Ukraine, not "the" Ukraine. It is an independent country now. :-)


https://www.duolingo.com/profile/SethMcAvoy

It was independent in the interwar period and was still "the Ukraine."


https://www.duolingo.com/profile/MichailoGM

'The Ukraine' is considered part of the attempt at 'Russification' of Ukraine to supress it's culture. A lot of English-speaking Ukrainians do not use the term and it is considered inflammatory amongst some groups.


https://www.duolingo.com/profile/BarryLord1

Those terrible Russians! They came over here and changed the English language, just so they could suppress Ukrainian culture! The prospect of a Slav teaching English speakers how to use articles is faintly amusing.

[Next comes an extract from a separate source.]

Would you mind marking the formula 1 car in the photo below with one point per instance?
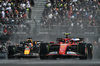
(25, 49)
(66, 48)
(3, 51)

https://www.duolingo.com/profile/skstudio

A native English speaker I asked considered "I will be in Ukraine two years" ungrammatical without "for."

In the Ukrainian sentence, you do not need a preposition, because accusative case is used to express duration.


https://www.duolingo.com/profile/brjaga
  • 2629

I don't think that's the case across all English dialects. "I will be in Ukraine for two years" sounds better to me, but I still find "I will be in Ukraine two years" to be grammatical (Native Am. English speaker).


https://www.duolingo.com/profile/J1DM1u

I'm another native (American) English speaker, and I think it sounds fine with or without the preposition "for". A sentence can't express an "amount" specifying when an action will happen without a preposition, (preferably "in" for this case) so even without "for" it's clearly expressing duration. The preposition does make it sound more proper.

I liked your comment above about using accusative to express duration...so many useful things to learn!


https://www.duolingo.com/profile/Terry974029

I guessed with FOR rather than IN


https://www.duolingo.com/profile/MagneLudvigsen

If you write this sentence in the present tense does that mean that you have been in Ukraine for two years and are still there?


https://www.duolingo.com/profile/gologramme

Yes. If you want to write this sentence in the present tense, it will be: "Я (знаходжуся) в Україні два роки" - the verb in tips is not obligated to use. The sentence means that it's already two years like you are in Ukraine.


https://www.duolingo.com/profile/zickovski

You meant Я в Україні два роки? = I have been in Ukraine for two years? Is that correct?


https://www.duolingo.com/profile/MagneLudvigsen

Yes. That is what I wonder about.


https://www.duolingo.com/profile/skstudio

Yes, it is correct.


https://www.duolingo.com/profile/brjaga
  • 2629

How would you say "I will live in Ukraine in two years" instead of for?


https://www.duolingo.com/profile/Vinnfred

Я житиму в Україні через 2 роки


https://www.duolingo.com/profile/Anthony321946

You don't need one in English either! 'for' is optional.


https://www.duolingo.com/profile/EllenDePau6

My answer was correct. I don't know why duolingo said it was wrong


https://www.duolingo.com/profile/RonaldNord

The word for is actually optional. In Ukraine, the word for is "understood". Both translations to English have the identical meaning. Omitting the "for" is not wrong at all.